# [SOLVED] AMD FX-6300 Vishera Turbo/OC?



## Project_06 (May 21, 2012)

I recently bought a AMD FX-6300(FD6300WMHKBOX) and i saw that it runs at 4.2ghz with "Turbo". Im not completely sure how to do this, and if possible i'd also like to overclock it. I'd assume that i have to change settings somewhere in my motherboards BIOS but im still unsure where that is and how to do it safely. For a cpu cooler im using a Cooler Master Hyper 212 EVO (RR-212E-20PK-R2).


----------



## Tyree (May 10, 2009)

*Re: AMD FX-6300 Vishera Turbo/OC?*

"Turbo"s a built in OC and "should" be enabled by default. If not, it can be enabled in the Bios. Not much point in OC'ing a 3.5GHz CPU but if you are going to OC, follow the guide in the first sticky at the top of this thread: http://www.techsupportforum.com/for...erclocking-read-here-for-starters-232382.html


----------



## Project_06 (May 21, 2012)

*Re: AMD FX-6300 Vishera Turbo/OC?*

Oh woops, didnt even notice that. MY bad


----------



## Tyree (May 10, 2009)

*Re: AMD FX-6300 Vishera Turbo/OC?*

No problem :smile:


----------



## toothman (Jul 13, 2008)

*Re: AMD FX-6300 Vishera Turbo/OC?*

Do note that Turbo isn't quite the same as overclocking as it will disable half the threads to reach max speeds, which allows it to consume the same amount of energy while running at higher speeds. Overclocking would produce a constant performance boost while consuming more energy.
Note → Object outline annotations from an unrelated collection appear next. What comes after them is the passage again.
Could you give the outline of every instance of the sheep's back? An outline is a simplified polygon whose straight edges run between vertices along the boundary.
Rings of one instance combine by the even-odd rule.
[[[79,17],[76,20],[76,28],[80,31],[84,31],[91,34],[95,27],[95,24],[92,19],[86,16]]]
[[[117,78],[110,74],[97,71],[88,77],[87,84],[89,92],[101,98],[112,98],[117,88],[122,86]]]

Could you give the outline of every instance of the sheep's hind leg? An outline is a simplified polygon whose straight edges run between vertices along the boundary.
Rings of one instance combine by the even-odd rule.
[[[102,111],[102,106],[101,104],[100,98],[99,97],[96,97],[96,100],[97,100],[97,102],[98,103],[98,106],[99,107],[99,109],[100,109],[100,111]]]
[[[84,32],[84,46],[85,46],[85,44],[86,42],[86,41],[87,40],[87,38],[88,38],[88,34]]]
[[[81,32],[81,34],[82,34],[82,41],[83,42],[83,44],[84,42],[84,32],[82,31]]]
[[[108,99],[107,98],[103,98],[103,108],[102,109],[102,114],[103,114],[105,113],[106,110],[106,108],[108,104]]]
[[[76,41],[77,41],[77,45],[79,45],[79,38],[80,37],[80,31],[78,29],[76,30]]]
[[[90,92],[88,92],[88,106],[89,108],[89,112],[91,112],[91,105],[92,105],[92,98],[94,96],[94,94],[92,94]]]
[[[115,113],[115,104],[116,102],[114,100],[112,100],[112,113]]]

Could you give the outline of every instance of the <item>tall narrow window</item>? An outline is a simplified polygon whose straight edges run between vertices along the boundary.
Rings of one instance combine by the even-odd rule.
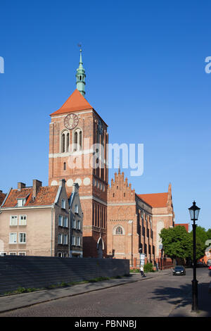
[[[74,151],[80,151],[82,149],[82,132],[77,128],[74,132]]]
[[[74,150],[77,151],[77,132],[74,134]]]
[[[61,148],[62,153],[65,153],[65,135],[63,133],[62,135],[62,148]]]
[[[79,132],[79,149],[82,149],[82,131]]]
[[[70,144],[70,135],[67,133],[66,135],[66,151],[69,151],[69,144]]]

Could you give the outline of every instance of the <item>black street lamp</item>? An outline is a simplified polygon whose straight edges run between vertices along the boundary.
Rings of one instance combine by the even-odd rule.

Do note the additional performance from overclocking would only be noticeable when doing something that significantly taxes your CPU, which includes _some_ games (not all, you can google benchmarks) and things like media encoding. That's a pretty decent CPU cooler you have so you're free to play around some. Definitely follow all the safety precautions in the thread linked above.


----------